At that time, the team wanted to find out what the minimum size of a system was that could undergo self-replication—a hallmark of life.
“Is it more at the macroscopic scale, like in the DNA molecule, or could it be in small, few atom systems with quantum properties such as entanglement?” Lamata told Newsweek .
Their findings in 2015 suggested it could indeed exist on a quantum scale, so they went about creating a computer algorithm that could show it happening. This cloud computer, IBM ibmqx4, showed it could exist at this scale.
“We wanted to know whether emergent behaviors of macroscopic biological systems could be reproduced at the microscopic quantum level,” he said.

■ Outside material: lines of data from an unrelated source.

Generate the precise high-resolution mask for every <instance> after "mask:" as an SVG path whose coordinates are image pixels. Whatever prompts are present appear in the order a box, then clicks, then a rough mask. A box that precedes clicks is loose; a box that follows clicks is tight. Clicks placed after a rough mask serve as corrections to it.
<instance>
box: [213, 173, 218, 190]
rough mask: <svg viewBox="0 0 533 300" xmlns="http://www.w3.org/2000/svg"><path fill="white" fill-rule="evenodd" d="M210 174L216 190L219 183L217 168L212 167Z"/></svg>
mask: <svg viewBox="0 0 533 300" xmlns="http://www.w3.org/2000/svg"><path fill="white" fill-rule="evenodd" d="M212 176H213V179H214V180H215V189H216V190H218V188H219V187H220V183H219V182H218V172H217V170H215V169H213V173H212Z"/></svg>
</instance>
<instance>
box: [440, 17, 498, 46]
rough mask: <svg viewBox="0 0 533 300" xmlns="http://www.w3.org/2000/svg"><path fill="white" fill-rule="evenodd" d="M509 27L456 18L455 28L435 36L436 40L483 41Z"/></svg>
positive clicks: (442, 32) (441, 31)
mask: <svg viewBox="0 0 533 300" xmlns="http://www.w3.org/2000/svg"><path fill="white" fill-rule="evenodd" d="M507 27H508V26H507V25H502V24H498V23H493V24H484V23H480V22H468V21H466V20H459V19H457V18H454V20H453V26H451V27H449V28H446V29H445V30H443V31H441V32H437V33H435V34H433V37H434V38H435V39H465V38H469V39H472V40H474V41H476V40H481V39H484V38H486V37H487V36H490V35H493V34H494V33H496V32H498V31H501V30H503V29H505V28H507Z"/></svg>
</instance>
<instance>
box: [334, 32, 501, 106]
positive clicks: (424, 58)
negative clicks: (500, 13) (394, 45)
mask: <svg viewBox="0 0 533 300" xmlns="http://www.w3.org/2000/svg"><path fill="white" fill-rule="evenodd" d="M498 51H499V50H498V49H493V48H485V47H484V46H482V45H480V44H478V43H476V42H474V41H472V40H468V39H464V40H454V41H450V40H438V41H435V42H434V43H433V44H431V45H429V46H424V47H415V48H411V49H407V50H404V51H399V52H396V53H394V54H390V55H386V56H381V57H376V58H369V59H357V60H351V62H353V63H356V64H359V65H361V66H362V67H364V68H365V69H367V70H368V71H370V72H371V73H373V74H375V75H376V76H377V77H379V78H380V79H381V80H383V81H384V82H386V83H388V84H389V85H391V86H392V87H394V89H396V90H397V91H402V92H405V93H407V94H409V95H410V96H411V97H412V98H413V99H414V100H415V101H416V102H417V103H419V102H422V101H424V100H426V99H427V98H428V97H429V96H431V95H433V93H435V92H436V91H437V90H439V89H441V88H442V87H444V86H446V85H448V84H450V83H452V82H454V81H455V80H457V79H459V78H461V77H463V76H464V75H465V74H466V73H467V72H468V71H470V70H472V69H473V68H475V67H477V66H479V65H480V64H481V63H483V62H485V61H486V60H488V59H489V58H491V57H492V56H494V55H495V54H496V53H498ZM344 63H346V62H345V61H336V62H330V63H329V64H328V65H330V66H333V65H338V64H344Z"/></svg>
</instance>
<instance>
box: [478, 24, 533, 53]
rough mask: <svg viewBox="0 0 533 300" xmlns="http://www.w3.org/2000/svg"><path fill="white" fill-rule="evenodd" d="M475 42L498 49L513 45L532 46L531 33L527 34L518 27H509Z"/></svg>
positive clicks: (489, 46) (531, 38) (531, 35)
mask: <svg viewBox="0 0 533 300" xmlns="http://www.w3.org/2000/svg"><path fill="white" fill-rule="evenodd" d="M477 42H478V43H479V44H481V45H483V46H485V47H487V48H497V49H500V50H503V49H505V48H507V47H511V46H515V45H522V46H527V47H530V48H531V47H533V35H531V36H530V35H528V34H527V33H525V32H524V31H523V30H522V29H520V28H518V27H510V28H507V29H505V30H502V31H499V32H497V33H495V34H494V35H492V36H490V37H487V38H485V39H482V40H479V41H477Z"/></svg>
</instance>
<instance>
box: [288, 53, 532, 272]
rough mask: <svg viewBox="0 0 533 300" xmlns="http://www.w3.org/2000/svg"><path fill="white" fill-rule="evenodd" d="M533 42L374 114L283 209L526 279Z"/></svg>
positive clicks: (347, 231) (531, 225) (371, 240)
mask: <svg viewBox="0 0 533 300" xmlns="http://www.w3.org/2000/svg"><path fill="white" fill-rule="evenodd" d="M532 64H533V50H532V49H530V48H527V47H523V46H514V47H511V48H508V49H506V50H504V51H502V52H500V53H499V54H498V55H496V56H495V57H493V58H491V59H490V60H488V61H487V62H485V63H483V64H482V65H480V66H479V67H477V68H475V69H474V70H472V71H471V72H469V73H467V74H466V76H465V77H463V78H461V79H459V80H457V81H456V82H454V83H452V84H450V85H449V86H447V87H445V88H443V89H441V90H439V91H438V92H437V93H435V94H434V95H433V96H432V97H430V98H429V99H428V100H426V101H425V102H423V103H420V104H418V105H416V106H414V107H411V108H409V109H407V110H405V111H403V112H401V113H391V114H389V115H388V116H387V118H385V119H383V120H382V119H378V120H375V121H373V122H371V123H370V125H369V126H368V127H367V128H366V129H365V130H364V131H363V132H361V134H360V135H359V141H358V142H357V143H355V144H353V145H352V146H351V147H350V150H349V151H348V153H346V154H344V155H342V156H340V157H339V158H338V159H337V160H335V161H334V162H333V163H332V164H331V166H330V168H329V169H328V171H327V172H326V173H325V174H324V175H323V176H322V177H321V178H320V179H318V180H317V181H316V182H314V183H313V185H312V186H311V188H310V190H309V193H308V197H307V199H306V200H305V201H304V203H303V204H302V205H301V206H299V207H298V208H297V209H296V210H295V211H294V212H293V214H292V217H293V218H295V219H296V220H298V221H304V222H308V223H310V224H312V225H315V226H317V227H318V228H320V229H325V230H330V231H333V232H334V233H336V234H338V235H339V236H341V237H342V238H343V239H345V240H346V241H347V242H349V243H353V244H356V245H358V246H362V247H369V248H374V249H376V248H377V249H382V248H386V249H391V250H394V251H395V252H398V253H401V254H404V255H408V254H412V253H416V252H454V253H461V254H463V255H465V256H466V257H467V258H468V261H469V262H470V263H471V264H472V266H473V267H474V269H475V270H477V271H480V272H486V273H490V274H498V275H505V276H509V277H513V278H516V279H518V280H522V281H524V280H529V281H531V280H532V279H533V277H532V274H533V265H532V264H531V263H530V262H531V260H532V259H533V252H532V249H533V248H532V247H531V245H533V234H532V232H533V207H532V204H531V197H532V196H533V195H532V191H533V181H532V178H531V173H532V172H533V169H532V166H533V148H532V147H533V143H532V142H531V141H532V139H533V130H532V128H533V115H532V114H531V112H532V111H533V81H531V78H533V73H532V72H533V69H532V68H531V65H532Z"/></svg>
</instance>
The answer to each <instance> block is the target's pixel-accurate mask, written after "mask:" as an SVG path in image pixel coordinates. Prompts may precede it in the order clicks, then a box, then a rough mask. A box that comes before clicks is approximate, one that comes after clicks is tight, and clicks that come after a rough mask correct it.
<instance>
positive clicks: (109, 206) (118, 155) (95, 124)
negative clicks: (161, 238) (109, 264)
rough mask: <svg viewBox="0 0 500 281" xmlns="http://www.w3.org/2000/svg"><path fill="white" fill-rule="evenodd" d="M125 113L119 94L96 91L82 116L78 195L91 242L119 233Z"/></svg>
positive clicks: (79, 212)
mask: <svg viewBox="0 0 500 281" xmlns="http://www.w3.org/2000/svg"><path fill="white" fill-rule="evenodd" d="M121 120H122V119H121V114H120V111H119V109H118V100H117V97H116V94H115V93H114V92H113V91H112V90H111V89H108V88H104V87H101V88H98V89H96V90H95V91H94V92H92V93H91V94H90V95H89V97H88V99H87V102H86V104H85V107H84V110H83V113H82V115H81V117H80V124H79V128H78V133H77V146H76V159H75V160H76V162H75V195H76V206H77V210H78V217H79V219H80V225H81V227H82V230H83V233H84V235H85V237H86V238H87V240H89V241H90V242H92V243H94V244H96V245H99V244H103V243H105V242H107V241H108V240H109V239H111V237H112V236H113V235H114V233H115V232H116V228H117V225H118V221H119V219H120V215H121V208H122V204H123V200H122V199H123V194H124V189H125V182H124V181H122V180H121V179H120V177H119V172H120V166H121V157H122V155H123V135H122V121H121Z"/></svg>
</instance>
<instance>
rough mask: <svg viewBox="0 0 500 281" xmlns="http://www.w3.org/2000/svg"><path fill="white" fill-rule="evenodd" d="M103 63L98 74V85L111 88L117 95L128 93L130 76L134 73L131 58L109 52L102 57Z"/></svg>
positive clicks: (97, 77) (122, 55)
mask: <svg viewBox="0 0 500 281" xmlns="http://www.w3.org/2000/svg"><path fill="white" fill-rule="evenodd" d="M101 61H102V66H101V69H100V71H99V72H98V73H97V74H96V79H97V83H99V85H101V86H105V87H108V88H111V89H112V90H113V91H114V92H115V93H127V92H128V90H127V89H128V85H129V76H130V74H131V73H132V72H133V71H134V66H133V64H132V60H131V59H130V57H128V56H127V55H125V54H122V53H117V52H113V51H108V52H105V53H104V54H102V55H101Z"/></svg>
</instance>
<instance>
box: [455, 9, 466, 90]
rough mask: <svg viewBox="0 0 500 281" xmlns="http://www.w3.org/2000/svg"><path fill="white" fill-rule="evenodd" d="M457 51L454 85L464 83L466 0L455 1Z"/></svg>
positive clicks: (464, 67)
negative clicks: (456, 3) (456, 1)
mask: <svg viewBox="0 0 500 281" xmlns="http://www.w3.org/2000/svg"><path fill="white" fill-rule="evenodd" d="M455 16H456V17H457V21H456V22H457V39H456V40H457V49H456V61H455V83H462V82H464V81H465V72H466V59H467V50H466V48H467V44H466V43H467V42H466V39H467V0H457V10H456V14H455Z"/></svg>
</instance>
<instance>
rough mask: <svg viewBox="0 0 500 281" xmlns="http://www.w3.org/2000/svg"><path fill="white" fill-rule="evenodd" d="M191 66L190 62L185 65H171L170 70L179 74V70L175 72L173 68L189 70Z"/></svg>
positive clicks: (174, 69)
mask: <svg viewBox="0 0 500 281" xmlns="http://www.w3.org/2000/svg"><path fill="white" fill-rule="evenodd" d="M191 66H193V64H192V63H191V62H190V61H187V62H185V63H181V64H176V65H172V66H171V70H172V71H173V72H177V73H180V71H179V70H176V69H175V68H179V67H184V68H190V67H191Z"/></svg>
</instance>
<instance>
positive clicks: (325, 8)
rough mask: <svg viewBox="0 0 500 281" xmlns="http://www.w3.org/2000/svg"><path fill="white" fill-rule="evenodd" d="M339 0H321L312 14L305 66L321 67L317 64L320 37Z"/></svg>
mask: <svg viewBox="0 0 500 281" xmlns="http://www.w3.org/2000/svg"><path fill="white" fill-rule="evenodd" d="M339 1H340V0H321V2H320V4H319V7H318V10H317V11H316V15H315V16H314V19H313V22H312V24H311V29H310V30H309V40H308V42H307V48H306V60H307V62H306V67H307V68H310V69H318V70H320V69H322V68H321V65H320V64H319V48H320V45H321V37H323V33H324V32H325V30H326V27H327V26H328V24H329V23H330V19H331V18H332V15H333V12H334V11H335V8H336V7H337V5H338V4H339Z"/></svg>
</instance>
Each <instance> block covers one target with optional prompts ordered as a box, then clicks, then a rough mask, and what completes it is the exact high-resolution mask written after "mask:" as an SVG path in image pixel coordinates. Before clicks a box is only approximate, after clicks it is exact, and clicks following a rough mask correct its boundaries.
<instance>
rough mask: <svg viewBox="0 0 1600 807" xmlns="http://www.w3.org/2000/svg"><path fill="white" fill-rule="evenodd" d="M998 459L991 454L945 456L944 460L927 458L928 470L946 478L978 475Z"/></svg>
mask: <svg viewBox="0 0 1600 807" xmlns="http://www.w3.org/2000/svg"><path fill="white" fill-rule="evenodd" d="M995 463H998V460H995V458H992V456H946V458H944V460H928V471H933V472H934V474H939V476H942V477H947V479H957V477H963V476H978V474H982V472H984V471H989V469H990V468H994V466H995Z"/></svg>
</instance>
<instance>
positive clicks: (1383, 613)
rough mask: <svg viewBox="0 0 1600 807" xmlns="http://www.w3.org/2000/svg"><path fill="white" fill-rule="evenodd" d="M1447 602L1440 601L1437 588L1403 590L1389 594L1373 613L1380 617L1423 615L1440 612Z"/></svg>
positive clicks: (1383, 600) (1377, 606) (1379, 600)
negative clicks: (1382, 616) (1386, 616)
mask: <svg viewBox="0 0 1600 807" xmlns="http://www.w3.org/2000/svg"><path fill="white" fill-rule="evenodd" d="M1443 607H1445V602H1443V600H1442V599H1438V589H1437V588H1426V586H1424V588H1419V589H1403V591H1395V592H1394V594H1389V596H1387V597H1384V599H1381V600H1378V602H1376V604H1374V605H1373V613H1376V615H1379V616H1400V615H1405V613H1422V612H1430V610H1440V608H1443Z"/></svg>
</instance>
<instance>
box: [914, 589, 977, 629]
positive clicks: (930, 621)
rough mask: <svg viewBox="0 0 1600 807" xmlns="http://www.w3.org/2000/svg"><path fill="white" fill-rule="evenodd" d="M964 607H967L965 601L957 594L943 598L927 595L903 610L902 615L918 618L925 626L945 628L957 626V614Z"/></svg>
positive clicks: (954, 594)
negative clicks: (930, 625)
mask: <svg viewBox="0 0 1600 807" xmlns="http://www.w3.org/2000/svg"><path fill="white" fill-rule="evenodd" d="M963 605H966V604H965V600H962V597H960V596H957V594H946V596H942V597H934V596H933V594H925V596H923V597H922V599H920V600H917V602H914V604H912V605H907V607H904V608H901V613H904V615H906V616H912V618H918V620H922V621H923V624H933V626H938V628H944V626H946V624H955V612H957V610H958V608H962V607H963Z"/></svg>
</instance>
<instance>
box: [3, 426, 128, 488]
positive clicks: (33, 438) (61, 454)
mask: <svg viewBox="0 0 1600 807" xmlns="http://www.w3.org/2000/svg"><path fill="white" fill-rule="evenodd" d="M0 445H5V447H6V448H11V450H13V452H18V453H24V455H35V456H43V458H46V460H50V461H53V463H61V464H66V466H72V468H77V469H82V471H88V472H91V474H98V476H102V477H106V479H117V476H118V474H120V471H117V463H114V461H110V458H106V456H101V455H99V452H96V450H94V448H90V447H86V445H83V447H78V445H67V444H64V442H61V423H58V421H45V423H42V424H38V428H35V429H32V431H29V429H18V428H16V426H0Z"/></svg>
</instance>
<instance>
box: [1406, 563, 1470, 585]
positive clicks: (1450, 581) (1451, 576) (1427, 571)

“What we found in this research is that very small quantum devices with a few quantum bits could already emulate self-replication, combining standard biological properties, such as the genotype and phenotype, with genuine quantum properties, such as entanglement and superposition,” he said.
The team developed a toy model of a minimal quantum system that could undergo biological behaviors like self-replication.
They implemented this into the IBM computer. In the model, one quantum bit (qubit) represented the genetic information, or genotype, while another qubit represented the interaction with the environment.
Findings showed the system could self-replicate and that quantum properties (like entanglement) are crucial for the full propagation of the quantum information to the subsequent generations.
“We also included mutations as random processes occurring to the quantum bits,” he added.
Representative image. Quantum life could one day become sentient.
“Artificial life in general, not only the quantum one, is a broad research field in which different approaches are followed, ranging from self-assembling robots, to self-reproducing computing programs and chemical molecules, to real neurons that are artificially manipulated in the lab,” Lamata said. “It is a diverse area that may produce a wide range of applications in science and technology.
“What we did it is to add the quantum ingredient, namely, we envisioned a minimal quantum system with self-replicating behavior: a minimal quantum version of life, when combined with mutations and interactions to enable a quantum Darwinian evolution.”
While there are limitations to the work—it only uses two qubits and each only demonstrated one generation of the process—the applications are potentially far-reaching.
“We strongly believe that there are connections of our model with quantum game theory and quantum optimization algorithms.
Namely, one may encode an optimization problem in quantum individuals that compete for resources, self-replicate, mutate, and interact.”
This sort of system, Lamata explains, could give rise to semiautonomous quantum devices that would have computing possibilities far beyond our current technology.
He also said you could eventually get a whole living artificial system that evolves. But could quantum artificial life become sentient? “This is our main dream,” Lamata said, “and sentient artificial beings could also develop consciousness, of the same or different kind than ours. These are questions of today that may require a century to be answered.”